THE KINGDOM OF HEAVEN, ETERNITY — Former Rep. Michele Bachmann recently told a conservative talk show host that she is convinced the End of Days is upon us. Her evidence that she cited was the fact that the Obama administration, working with five other countries, made a deal with Iran to curb the rogue nation’s potential for a nuclear weapon. While the overwhelming majority of responses from foreign policy experts and other governments has been extremely positive, Bachmann says that the U.N. Security Council’s adoption of the deal is harbinger of the times spoken about in the Bible’s Book of Revelation, but also that when “you throw in some other things such as the Supreme Court decision back in late June and a lot of other things,” that “judgment isn’t just coming; judgment is already here.”
The Bible foretells that when the End Times are upon us, that God’s only begotten son, Jesus Hubert Christ, will return from the Kingdom of Heaven and lead the armies of God to victory against the forces of Robert “Bob” Satan, a disgruntled former employee of God’s. The Political Garbage Chute has previously interviewed Christ on two separate occasions, and was able to reach him again to secure an interview.
“Oh, I’m coming back to Earth alright,” Jesus told The Political Garbage Chute, “but I’m only coming down to make myself a B.L.T. and then I’m going back up to watch re-runs of ‘You Can’t Do That on Television.’ Man do I love 1980’s era kids’ sketch comedy shows!” The Son of God said that “people down there need to stop worrying about when and if I’m coming back down to lead Pops’ army and focus on what I told them to do like, what, two thousand years ago — be nice to each other and treat the lowest among you like you would the richest of men.”
Christ said that he doesn’t really like to get involved in politics, and that’s why if a candidate ever claims Jesus himself told him or her in a dream to run that “you can consider that utter and complete dog shit lies,” according to Christ. “I couldn’t care less who y’all elect, but it would seem to me like it behooves you to choose someone who doesn’t encourage you to be a selfish prick, and if you’re going to claim that you follow my teachings that you vote for people who front policies like taking care of the sick and poor, since that’s literally what my life’s mission was and shit.”
Our reporter asked Jesus if he could talk to Ms. Bachmann, what he’d say to her, to assuage her fears of the End of Days coming. “Someone should buy that batty loon a clue. My nickname is the Prince of Peace for My Sake! Does she really think I’d be at all concerned about something that might actually make war less likely,” Christ asked derisively as he was spreading the mayonnaise on his B.L.T.
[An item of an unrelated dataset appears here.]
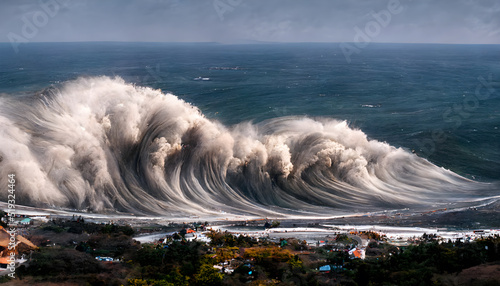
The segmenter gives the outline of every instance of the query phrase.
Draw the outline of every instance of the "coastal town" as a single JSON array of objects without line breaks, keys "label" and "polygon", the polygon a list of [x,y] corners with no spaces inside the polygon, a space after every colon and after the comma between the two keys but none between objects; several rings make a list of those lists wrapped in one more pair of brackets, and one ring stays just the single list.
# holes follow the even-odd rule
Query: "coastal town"
[{"label": "coastal town", "polygon": [[[402,280],[413,281],[424,274],[422,281],[438,285],[466,285],[460,283],[470,279],[500,282],[491,272],[500,270],[500,229],[495,228],[276,218],[130,220],[30,211],[19,211],[9,220],[2,213],[0,220],[0,281],[5,285],[79,285],[77,281],[91,281],[91,285],[368,285],[367,281],[404,285]],[[472,277],[471,271],[483,276]]]}]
“I mean, if anything this peace deal would delay my decision to come back to start Armageddon,” Christ told us. “What Bachmann and people like her don’t realize is that wiping out all of humanity in a literal war of Good versus Evil is hard goddamned work. I’m not interested in going there until shit’s really fucked up down there. Like you know if people get so convinced that like, racism is dead and therefore they shouldn’t be shocked or care about a disproportionate number of black men in jail for low-level drug crimes or worse yet, a disproportionate number of unarmed black men getting gunned down like dogs in the street. If I see a bunch of apathy toward that kind of disgusting display, I might consider coming down and whooping a little ass, sure.”
Christ Our Lord also made it a point to tell our reporter that he “has an entire universe and several multiverses to look after” so “Bachmann and people like her should just take a chill pill because I’m a little too busy at the moment to focus on Earth.” He also told us that “in all reality, it looks like you dinkuses will wipe yourself off the planet by ignoring the obvious signs of climate change” so he “[doesn’t] really see [himself] even needing to come down to start The Tribulation anymore.”
“All I want to do is go down there, get a sandwich, a cup of Matey Soup — that’s what I call tomato soup — and a beer. I want to eat that sandwich, eat that soup, drink that beer and go home and watch 1980’s era Nickelodeon programming,” Christ told us as he was sitting down to eat his sandwich. He continued, “Quit bothering me with your petty shit. I’ve told you all a million times to not make war. I’ve told you all a million times to stop putting profits over people. And yet the same people who claim to know me best are the worst offenders when it comes to that. So really, if I did come down there do you think I’d be focused on all the non-believers, or do you think I’d kick a little hypocritical Christian ass? Tell you what, read your Bibles, and I bet you find out for yourself what I’d do.”